William Karel / Gamma Rapho via Getty
Een centraal concept in het Jodendom is "Pikuach Nefesh", het redden van een leven, of letterlijk "het bewaken van de ziel". Dit principe stelt dat het menselijk leven de hoogste prioriteit heeft, zodat vrijwel alle religieuze geboden, zolang het geen absolute verboden zijn (bijvoorbeeld moord, afgoderij, ernstige seksuele misdrijven), overtreden mogen worden om een leven te redden.
Het toepassen van deze religieuze norm op de situatie van gijzelaars creëert een verplichting: alles wat mogelijk is, zal worden gedaan om hen te bevrijden. Niet alleen binnen het kader van militaire of diplomatieke middelen, maar als een morele plicht. Een verloren leven is niet iets om te accepteren. Het bevrijden van gijzelaars is daarom geen luxe, maar een uiting van deze religieuze ethiek.
In de praktijk heeft deze denkwijze concrete gevolgen – zelfs al is de prijs hoog, zoals in dit geval. Maar het is ook al eerder gebeurd: toen de Israëlische soldaat Gilad Shalit in 2006 door Hamas werd ontvoerd en vijf jaar lang gevangen werd gehouden in de Gazastrook, besloot de staat 1027 Palestijnse gevangenen vrij te laten, onder wie veroordeelde terroristen zoals Yahya Sinwar, het brein achter het bloedbad van 7 oktober 2023. De meerderheid van de Israëliërs steunde die beslissing destijds. Een Joods leven is niet onderhandelbaar.
Een tweede aspect is de militaire belofte: "We laten niemand achter." Dit motto maakt deel uit van de Israëlische militaire cultuur en nationale ethiek. Het manifesteert zich in verschillende vormen: in de praktijk van het leger om te blijven zoeken naar vermiste soldaten, zelfs wanneer hun lot al lang onduidelijk is. Het gaat niet alleen om het bergen van hun lichamen, maar ook om het bieden van zekerheid en waardigheid aan de mensen en hun families. Dit was het geval met het vliegtuig van gevechtspiloot Ron Arad, dat in 1986 boven Libanon werd neergeschoten. Al decennia lang probeert Israël informatie te verkrijgen over zijn verblijfplaats. Niemand wordt vergeten.

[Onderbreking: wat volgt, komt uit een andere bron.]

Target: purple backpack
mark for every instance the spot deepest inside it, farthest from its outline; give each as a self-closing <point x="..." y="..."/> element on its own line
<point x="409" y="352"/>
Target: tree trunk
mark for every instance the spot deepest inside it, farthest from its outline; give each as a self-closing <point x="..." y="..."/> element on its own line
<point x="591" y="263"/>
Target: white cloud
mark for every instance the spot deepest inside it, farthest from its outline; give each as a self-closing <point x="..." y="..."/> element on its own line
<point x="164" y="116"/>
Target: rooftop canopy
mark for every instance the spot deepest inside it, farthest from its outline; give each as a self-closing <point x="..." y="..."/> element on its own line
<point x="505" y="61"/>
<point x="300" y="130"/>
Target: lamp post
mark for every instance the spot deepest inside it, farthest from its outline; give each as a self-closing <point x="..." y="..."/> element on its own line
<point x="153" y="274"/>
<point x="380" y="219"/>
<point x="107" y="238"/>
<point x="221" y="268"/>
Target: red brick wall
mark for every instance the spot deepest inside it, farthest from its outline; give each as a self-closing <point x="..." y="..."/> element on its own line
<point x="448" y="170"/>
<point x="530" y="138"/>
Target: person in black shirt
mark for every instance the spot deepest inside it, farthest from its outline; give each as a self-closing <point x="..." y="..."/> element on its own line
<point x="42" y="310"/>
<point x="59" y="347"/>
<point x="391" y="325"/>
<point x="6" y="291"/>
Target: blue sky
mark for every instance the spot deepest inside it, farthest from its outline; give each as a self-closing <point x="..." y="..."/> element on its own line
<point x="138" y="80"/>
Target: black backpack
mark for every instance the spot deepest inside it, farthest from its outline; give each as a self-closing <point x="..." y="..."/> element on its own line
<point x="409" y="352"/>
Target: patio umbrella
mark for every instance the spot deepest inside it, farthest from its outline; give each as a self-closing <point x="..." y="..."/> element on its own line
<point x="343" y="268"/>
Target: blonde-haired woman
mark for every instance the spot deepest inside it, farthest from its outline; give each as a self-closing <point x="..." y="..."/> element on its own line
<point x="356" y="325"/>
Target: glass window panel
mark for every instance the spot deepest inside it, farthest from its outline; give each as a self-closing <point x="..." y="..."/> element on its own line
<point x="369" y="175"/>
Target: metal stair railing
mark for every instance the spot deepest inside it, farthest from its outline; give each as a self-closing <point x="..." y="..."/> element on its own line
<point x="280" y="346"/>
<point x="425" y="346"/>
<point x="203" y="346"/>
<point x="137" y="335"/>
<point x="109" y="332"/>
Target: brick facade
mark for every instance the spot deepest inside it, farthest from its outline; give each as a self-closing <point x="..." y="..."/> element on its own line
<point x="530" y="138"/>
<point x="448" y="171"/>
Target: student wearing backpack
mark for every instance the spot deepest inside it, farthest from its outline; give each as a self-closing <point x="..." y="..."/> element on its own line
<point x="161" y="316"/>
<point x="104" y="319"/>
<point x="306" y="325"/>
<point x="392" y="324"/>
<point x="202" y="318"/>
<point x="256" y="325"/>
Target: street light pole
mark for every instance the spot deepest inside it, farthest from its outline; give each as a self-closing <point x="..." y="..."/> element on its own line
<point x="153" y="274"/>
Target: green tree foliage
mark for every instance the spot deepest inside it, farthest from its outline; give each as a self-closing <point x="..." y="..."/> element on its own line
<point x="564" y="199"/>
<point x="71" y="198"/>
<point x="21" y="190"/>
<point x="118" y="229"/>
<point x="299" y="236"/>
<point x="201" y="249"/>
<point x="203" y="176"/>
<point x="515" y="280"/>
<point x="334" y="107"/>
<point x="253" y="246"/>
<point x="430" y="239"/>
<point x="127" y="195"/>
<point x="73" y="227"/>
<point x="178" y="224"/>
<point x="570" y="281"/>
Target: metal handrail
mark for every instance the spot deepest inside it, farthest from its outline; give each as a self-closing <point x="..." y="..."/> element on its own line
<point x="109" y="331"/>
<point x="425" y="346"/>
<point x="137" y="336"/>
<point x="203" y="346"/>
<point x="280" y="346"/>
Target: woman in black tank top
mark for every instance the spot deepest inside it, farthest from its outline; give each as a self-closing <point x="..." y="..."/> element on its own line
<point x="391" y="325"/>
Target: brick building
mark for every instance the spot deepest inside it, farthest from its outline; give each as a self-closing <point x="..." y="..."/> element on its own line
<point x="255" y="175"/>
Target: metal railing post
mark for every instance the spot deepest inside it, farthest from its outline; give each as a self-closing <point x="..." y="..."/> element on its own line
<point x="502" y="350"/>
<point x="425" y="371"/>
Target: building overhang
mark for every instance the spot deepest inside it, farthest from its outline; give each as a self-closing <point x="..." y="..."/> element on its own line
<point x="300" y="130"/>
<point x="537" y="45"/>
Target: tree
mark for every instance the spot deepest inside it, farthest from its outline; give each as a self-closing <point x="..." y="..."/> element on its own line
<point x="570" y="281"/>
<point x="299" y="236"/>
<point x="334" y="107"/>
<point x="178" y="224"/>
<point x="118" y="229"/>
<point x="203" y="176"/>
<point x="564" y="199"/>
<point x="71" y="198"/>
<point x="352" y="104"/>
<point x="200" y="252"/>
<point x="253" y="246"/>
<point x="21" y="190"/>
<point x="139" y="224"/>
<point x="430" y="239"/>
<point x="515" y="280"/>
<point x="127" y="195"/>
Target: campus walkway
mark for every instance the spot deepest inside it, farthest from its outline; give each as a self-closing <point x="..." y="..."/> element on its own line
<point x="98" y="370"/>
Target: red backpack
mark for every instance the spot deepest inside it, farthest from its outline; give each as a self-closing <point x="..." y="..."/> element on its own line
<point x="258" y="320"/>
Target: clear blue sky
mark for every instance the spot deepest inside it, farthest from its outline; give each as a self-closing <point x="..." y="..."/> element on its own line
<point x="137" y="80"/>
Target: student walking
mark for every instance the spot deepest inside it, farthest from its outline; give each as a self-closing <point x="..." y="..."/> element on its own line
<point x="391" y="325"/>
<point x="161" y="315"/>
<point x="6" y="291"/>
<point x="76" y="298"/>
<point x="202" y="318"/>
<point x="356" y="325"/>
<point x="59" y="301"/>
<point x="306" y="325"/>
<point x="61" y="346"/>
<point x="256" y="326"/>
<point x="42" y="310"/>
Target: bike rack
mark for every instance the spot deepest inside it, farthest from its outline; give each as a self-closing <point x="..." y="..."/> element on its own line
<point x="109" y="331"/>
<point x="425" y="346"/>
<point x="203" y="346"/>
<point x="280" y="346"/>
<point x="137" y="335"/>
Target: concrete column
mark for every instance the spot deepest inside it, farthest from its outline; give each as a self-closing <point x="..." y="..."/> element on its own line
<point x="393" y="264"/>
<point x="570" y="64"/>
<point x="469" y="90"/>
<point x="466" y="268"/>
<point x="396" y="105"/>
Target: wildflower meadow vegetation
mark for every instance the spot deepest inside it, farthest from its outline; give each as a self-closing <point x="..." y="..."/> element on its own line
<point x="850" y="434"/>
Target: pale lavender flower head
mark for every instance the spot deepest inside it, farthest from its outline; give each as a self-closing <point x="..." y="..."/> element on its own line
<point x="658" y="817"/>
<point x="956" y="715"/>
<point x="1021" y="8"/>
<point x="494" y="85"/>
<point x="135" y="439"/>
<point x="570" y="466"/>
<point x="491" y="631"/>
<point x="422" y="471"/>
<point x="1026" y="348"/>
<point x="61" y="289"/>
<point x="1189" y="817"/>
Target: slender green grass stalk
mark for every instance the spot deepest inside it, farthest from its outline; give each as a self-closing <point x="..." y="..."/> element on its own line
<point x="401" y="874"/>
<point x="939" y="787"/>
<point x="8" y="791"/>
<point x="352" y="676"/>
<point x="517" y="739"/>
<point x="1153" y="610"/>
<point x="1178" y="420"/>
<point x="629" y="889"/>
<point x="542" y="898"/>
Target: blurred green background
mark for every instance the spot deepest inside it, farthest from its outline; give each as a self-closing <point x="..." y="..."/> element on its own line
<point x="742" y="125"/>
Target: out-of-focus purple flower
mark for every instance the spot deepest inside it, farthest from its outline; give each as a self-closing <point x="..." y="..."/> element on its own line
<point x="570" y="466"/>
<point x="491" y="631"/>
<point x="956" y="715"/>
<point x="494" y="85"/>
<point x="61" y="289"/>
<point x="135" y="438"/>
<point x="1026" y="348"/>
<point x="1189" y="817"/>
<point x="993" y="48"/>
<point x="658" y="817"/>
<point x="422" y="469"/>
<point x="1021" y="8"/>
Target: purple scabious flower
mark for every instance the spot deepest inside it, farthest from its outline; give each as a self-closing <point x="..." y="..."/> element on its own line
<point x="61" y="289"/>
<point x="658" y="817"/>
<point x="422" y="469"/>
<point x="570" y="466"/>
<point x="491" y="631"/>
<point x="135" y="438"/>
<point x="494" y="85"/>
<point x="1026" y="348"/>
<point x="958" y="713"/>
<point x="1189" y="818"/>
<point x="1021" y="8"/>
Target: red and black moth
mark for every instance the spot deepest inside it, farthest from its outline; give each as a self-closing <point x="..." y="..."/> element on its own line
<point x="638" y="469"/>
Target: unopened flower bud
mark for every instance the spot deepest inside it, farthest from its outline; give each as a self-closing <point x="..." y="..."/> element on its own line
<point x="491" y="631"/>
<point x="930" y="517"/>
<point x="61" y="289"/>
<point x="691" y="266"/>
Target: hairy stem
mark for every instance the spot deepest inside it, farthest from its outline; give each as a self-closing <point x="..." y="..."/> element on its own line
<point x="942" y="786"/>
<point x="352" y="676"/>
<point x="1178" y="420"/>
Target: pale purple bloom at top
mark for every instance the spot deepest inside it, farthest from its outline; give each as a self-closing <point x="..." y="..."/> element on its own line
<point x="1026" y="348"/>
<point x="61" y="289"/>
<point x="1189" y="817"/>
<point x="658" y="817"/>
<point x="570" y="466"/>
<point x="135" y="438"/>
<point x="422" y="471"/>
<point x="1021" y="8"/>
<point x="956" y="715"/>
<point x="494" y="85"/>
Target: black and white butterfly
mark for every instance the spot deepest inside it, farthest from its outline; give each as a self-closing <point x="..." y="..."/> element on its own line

Vanwege deze ethos is het leger altijd bereid om operaties uit te voeren om gijzelaars te bevrijden, zelfs wanneer soldaten weten dat ze hun eigen leven riskeren. De morele verwachting van de maatschappij dat de staat – en met name het leger – het lot van de gijzelaars niet zal accepteren, creëert een enorme interne druk, niet alleen politiek, maar ook persoonlijk en collectief – vanuit families, kameraden en het publiek.
Deze ethos is ook gebaseerd op het idee dat iemands waarde niet wordt verminderd door ongunstige omstandigheden – of ze nu gevangen zitten, gewond zijn, ernstig ziek zijn of dood zijn. Deze verplichting blijft zelfs dan bestaan. Dit bleek bijvoorbeeld in 2008, toen Israël vijf Libanese gevangenen vrijliet, waaronder de terrorist en brute moordenaar Samir Kuntar, in ruil voor de lichamen van twee Israëlische soldaten. Het ging niet om een evenwicht in de ruil, maar om een laatste daad van wederzijdse verantwoordelijkheid.
Auschwitz en de Holocaust: de waarschuwing “Nooit meer”Een andere essentiële achtergrond is natuurlijk de Shoah – de systematische uitroeiing. Voor veel Israëliërs en Joden wereldwijd is Auschwitz niet alleen een historische herinnering, maar ook een waarschuwing tegen de heropleving van bedreigingen, haat en ontmenselijking.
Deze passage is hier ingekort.